According to the House of Commons Public Accounts Committee, medical negligence affects one in ten of patients who are admitted to a hospital in the UK. The NHS Litigation Authority Annual Report and Accounts 2012, points to the number of personal injury claims for clinical negligence having risen by 13 per cent since 2011, which now stands at more than 40 per cent higher than just three years ago.
Negligence, an area of tort law involving harm caused by carelessness, can be defined in civil law as a "failure to exercise the care that could be reasonably expected of a person, given the circumstances".
So when a medical intervention in the treatment of a patient has materially contributed to a deterioration of a patient’s condition due to a failure to adhere to normal standards or procedures, the duty of care owed by a medical practitioner to their patient may have been breached. As a consequence, the issue of accident compensation tends to be raised
Within the National Health Service (NHS), it is the clinicians' employers - the healthcare provider - rather than the individuals themselves who are regarded as holding the duty of care to patients and therefore, the claimant has to prove that they have suffered injury or other harm because of the negligence of the healthcare provider.

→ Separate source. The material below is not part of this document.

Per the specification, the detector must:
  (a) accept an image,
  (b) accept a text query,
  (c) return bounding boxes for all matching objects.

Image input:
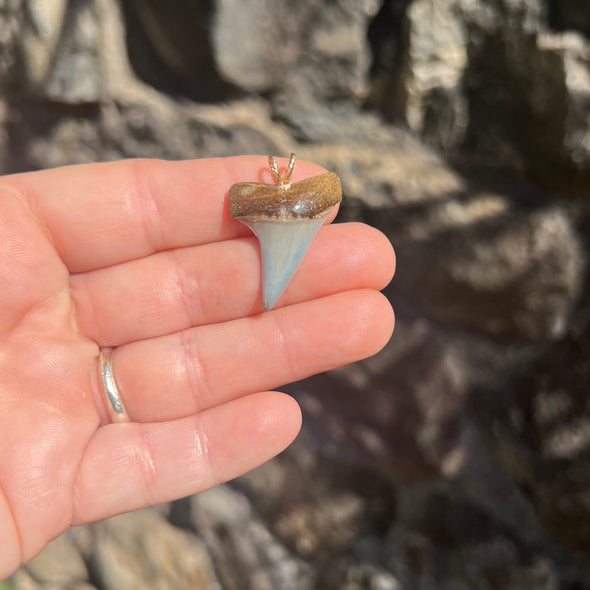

Some estimates say nearly a million people have been victims of medical negligence by doctors, nurses, and other medical professionals, from a basic misdiagnoses to serious surgical errors and the administering of incorrect medication or dosages.
The Public Accounts Committee has also said that, “...there is undoubtedly substantial under-reporting of serious incidents and deaths”. The report states, “Around a quarter of medical negligence incidents were not reported” and nearly 4 in 10 too close to call as being reportable.
A review from 2003 highlighted that, “Cases have tended to take a long time to conclude...” although the average time to resolve a claim is still under sixteen months, and the NHS also accused of “trying to cover up malpractice and deliberately withholding evidence” to slow down prosecutions. Around 95 per cent of cases end up settling out of court.
The Department of Health itself, acknowledges the high level of undesirable incidents in NHS hospitals. Not only has it admitted that “10 per cent of in-patient admissions result in some form of adverse outcome”, the Department also says that “five per cent of the general population report suffering a personal injury” or other ill effects of clinical error or through the medical care they received.